The Architecture of the Arkansas Ozarks by Donald Harington
My rating: 5/5 cats
yes. donald harington. yes.
do i frequently get enthusiastic here on goodreads.com this blog o’mine?? do i bark at the mailman, chase balls, and develop a fondness for legs? guilty, yes. but besides dfw, who is my soul, who are the big three?? jonathan carroll, thomas hardy, and dear donald harington. that is not to say that other-enthusiasm is false or fleeting or unwarranted, but these three authors tame my beast and make me stop yipping and running in circles, and absorb all my attention as i curl up and get lost in their words for a few hours.

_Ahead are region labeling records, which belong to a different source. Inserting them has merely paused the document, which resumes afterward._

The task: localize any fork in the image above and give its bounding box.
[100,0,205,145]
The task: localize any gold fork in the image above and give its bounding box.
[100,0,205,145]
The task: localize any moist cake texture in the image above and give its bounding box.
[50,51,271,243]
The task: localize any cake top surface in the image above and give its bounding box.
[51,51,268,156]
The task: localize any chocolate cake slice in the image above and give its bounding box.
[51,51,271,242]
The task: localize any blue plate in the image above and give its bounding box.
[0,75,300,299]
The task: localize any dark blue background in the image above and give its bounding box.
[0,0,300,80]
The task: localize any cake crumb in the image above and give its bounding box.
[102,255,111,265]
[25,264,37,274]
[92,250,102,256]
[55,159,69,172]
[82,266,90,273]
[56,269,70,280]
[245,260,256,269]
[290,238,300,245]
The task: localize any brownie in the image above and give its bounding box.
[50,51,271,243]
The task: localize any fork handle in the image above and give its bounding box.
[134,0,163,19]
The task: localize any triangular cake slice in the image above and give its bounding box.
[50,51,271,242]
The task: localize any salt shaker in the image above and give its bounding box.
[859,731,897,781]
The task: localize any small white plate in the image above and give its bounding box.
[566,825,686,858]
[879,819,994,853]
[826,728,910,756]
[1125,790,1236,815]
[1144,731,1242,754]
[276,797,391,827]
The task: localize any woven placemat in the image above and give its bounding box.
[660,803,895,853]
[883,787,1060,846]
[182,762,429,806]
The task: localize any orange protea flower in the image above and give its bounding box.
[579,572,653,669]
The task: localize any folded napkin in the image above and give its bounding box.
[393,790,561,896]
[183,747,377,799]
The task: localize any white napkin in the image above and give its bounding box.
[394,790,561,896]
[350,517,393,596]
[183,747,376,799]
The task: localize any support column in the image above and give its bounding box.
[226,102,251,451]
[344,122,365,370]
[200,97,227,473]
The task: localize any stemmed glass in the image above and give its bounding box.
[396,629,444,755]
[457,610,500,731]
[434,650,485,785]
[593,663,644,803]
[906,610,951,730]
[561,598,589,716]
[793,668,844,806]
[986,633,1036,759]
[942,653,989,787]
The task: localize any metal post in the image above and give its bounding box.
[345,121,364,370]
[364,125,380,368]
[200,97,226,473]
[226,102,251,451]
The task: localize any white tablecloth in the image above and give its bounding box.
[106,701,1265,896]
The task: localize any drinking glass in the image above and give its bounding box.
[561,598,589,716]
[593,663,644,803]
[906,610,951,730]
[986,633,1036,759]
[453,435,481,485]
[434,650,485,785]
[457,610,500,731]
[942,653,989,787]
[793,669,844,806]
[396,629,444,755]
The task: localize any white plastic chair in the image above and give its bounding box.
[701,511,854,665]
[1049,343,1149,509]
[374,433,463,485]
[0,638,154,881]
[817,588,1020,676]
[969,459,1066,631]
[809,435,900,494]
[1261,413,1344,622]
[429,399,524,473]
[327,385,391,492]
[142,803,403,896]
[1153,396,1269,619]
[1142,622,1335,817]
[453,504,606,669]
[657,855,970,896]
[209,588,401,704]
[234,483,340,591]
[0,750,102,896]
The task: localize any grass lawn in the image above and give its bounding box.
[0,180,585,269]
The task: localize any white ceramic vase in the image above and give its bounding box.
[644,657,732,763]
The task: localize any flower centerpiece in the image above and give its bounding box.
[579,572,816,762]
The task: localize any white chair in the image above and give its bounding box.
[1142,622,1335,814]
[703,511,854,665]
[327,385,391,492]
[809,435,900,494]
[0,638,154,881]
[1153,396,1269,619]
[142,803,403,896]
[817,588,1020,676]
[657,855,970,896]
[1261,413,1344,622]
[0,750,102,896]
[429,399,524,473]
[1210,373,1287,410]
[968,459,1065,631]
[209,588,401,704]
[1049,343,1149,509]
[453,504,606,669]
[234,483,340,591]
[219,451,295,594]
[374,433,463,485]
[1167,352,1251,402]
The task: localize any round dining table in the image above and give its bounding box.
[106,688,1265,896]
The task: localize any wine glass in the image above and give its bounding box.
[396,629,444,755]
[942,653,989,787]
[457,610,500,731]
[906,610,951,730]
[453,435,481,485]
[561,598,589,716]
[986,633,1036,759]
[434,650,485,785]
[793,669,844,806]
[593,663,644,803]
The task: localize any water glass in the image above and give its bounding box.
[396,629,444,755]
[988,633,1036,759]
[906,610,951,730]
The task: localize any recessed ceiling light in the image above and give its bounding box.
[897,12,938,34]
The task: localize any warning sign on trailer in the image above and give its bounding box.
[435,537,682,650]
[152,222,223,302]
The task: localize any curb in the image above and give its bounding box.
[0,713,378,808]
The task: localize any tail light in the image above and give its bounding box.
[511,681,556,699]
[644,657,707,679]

i am abandoning this metaphor…now!
so this book. if you are not going to follow my advice and read them all in order, this is probably the best starting point. i’m not a doctor, i don’t know what’s best for you, but i feel like i am qualified to make a recommendation based on loving donald harington more than most people. this book covers many generations of the ingledew family, just one of the families harington dreamed up before lovingly crafting and effortlessly detailing their lives and speech and motives. reading this will give you teasers about other characters, other places, right places, but will not give away too many surprises along the way. when i read this book, i did so after having only read one other of his books (choiring of the trees), and i put it down, thinking—“man, i wish i knew more about _____.” or “_________was such a great character—i could read a whole book about her.”
guess what??
one of my favorite parts of this book is the focus of an entire other book!! how many authors will do that for you?? did dickens write a whole novel about the origin story of miss havisham from her perspective?? no he did not, selfish man. harington knew what we wanted and he gave it to us.
you will learn about buildings, yes, but you will learn about the people whose lives revolved around those buildings; you will wish this book had been your history textbook in elementary school because even though it is not real, it feels real. harington is that good at creating a world—a town with people whose lives sometimes work magic but always always entertain.
i feel like a literary explorer out here. i need him to be more known and loved than he is—i want this to be my gift to you readers.
he is not an author to miss out on, but he is an author to miss. terribly.